ROANOKE TIMES 
                      Copyright (c) 1996, Roanoke Times

DATE: Friday, June 28, 1996                  TAG: 9606280055
SECTION: NATIONAL/INTERNATIONAL   PAGE: A-1  EDITION: METRO 
DATELINE: CHICAGO
SOURCE: Associated Press
NOTE: Below 


DOCTORS TO OPPOSE HMO `GAG RULES'

The American Medical Association rebelled Thursday against HMO gag rules that prevent doctors from telling patients about expensive tests and treatments that insurance companies won't pay for.

The doctors group voted to push for legislation requiring doctors to disclose when they have signed the HMO-imposed disclosure agreements.

``Gag clauses strike at the heart of the physician-patient relationship,'' Dr. John C. Nelson, an AMA trustee, said before the vote. They erode trust and also open the physician to malpractice lawsuits, he said.

The AMA was already on record as wanting a ban on the clauses, but in lieu of that, patients should be told in plain language that they exist, the group's policymakers said.

``It was to continue to encourage us to do everything we can to eliminate gag clauses from contractual relationships with the managed care industry,'' said Dr. Robert E. McAfee, immediate past AMA president and a member of the board of trustees.
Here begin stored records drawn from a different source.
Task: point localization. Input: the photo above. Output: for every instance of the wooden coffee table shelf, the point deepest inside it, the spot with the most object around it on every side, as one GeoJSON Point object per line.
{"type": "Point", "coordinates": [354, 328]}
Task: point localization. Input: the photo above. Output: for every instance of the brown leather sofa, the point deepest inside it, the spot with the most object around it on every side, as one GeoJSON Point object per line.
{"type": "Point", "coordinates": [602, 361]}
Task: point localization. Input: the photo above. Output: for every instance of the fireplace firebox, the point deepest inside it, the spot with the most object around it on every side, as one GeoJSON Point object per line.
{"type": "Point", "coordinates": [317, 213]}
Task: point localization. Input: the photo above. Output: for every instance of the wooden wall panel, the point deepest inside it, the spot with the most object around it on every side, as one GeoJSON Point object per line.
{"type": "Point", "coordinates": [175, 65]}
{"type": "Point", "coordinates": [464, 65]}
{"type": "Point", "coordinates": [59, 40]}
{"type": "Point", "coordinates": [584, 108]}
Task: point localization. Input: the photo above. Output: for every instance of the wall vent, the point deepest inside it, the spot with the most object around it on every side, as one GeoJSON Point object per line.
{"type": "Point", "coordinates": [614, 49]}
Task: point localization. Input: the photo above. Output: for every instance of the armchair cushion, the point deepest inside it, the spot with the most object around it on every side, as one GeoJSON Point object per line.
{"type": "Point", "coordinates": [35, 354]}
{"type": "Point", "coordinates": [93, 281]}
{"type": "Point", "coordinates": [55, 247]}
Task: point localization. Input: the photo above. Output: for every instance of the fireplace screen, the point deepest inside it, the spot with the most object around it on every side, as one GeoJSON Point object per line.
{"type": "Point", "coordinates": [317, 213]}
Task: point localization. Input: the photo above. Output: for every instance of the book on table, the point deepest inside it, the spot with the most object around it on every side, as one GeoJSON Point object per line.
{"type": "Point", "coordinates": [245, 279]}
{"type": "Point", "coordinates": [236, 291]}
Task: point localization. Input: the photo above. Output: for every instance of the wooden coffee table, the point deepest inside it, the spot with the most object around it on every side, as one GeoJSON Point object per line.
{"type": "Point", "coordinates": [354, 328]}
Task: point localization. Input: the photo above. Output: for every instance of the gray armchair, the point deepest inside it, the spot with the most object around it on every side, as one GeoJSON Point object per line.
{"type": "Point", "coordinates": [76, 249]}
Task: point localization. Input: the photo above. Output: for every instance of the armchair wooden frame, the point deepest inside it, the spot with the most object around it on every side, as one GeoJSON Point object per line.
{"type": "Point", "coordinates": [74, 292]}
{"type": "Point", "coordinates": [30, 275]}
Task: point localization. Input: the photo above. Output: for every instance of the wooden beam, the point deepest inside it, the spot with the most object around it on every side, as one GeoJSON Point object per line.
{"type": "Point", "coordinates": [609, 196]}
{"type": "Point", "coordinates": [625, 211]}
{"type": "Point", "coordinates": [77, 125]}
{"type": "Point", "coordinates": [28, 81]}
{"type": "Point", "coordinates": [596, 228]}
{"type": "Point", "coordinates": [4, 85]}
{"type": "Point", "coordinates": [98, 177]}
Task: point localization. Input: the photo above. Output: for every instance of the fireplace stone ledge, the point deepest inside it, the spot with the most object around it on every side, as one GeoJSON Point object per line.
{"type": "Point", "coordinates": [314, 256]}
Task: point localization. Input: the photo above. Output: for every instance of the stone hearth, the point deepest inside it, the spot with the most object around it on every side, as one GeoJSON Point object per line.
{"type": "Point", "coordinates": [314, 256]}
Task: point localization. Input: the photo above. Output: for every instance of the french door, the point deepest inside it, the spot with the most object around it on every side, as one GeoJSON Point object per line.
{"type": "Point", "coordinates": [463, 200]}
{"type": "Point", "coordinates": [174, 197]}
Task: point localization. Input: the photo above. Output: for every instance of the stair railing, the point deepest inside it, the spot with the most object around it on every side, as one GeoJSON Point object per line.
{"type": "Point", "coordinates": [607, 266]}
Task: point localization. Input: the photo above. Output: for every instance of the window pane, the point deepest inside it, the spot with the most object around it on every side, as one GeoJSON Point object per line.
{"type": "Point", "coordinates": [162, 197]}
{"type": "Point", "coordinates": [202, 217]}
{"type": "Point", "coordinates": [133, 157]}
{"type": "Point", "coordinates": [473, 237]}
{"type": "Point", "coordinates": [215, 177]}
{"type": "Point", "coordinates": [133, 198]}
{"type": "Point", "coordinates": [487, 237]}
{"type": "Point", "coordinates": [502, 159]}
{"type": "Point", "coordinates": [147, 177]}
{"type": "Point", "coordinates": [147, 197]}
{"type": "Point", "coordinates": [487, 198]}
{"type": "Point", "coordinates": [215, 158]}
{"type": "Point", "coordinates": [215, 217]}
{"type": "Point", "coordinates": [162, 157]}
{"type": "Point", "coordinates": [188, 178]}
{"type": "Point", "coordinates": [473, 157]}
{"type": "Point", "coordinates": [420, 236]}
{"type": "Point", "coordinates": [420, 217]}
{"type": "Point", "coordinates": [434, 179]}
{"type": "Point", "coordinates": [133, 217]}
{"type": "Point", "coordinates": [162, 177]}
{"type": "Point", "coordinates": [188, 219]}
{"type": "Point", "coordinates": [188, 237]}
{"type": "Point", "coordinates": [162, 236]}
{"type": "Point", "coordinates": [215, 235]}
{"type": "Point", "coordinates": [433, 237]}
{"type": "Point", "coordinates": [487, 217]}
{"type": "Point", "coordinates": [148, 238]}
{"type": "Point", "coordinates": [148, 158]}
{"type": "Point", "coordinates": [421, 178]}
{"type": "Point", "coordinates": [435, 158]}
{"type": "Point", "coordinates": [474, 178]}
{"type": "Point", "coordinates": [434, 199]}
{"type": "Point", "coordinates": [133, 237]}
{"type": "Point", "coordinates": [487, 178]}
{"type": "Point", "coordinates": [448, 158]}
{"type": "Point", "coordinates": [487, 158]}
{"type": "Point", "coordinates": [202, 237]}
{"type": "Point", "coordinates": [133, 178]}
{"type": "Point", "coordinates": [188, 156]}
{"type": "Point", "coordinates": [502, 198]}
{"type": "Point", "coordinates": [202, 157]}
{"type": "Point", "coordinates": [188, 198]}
In Washington, a bill outlawing gag clauses advanced from a House subcommittee on Thursday.

Health maintenance organizations and insurance company representatives deny barring doctors from discussing clinical information. They just say doctors can't criticize the companies, or disclose proprietary financial information.

``The Health Insurance Association of America always maintains that patients should be able to have access to all the relevant information that they need to make their health-care decisions,'' said Michael Fortier, associate director of the group, based in Washington, D.C.

He said the AMA's real intent is to prohibit contract provisions that say doctors can't ``disparage'' the health plan or criticize it.

``In any business arrangement, you have that; you cannot disparage your employer,'' Fortier said. ``You can't say, `Well, this is a good product but the fellow down the street has a much better product.'''

Don White, a spokesman for the American Association of Health Plans, which represents HMOs and other managed care groups, agreed.

``What you're not going to find in HMO contracts are provisions that limit clinical communications, like treatment options,'' he said by telephone from Washington, D.C. ``We agree wholeheartedly that patients need to know everything about their treatment options and their clinical options.''

But Dr. Brian J. Eades, an obstetrician-gynecologist, said an HMO with which he has a contract gagged him from talking about the possible medical consequences of one of its policies.

He said he had put a sign up in his waiting room notifying his patients that the HMO had changed its rules, prohibiting women from seeing obstetrician-gynecologists as general care doctors and telling them to consult him if they wanted more information.

Patients complained to the HMO, he was called before the HMO board and a senior member of the physicians group he belongs to asked him to resign, even though Eades said he had expressed no opinions about the HMO.